Robinson empieza a cantar, y la escena enmudece.
-“Hace tiempo que mi vida no tiene valor…
será porque dentro mío llevo un gran dolor…”
Lo miro. Me mira. Volteo a mirar a quienes lo miran. Su
voz de infante flota en el ambiente, y recorre cada rincón del autobús. Penetra
en los oídos y en el corazón.
Andy le ayuda en el coro.
- “…lejos
de ti, voy a morir, ay como duele, vivir sin ti…”

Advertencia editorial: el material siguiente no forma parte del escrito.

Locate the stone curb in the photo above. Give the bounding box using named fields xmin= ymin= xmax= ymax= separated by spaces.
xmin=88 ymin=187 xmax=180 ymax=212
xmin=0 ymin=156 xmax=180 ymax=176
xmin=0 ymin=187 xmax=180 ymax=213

Terminan de cantar, y vuelvo a girar la vista esperando
las reacciones del improvisado auditorio. Un sonoro aplauso se escucha. El
público queda convencido del talento prematuro que tienen los jóvenes artistas
de la calle.
Robinson, con una sonrisa tímida, nos conmina a que, en
agradecimiento a la pieza musical que acaba de interpretar, le compremos una
porción de yuquitas fritas, que lleva en su taper. “¡Yucas fritas!” -pensé-
“son mis favoritas”.
La indiferencia y el desagrado fueron apareciendo en los
rostros de los que antes habían aplaudido. Pocos fueron los que se animaron a
comprar. Yo quise ir más allá.
Llegando al paradero de Plaza Norte, los vi tocar el
timbre de bajada. Luego que descendieron del autobús, me aventuré a
perseguirlos.
-Hey, niño, te compro las yuquitas.
-Están a un sol, señor.
-Bien. Dame… a ver, ¿cuántas tienes?
-Me quedan 5 porciones.
-Listo. Dame las cinco en una bolsa. Te
compro todo.
Saqué de mi billetera el dinero por el cual me iba a dar
un gran festín, sin embargo, vi tristeza y algunas lágrimas en el rostro del
mayor de los niños.
-¿Qué pasa? ¿No te agrada la idea de vender
todo?
-Sí.
-¿Entonces?
-Es que esas yuquitas iban a ser mi almuerzo.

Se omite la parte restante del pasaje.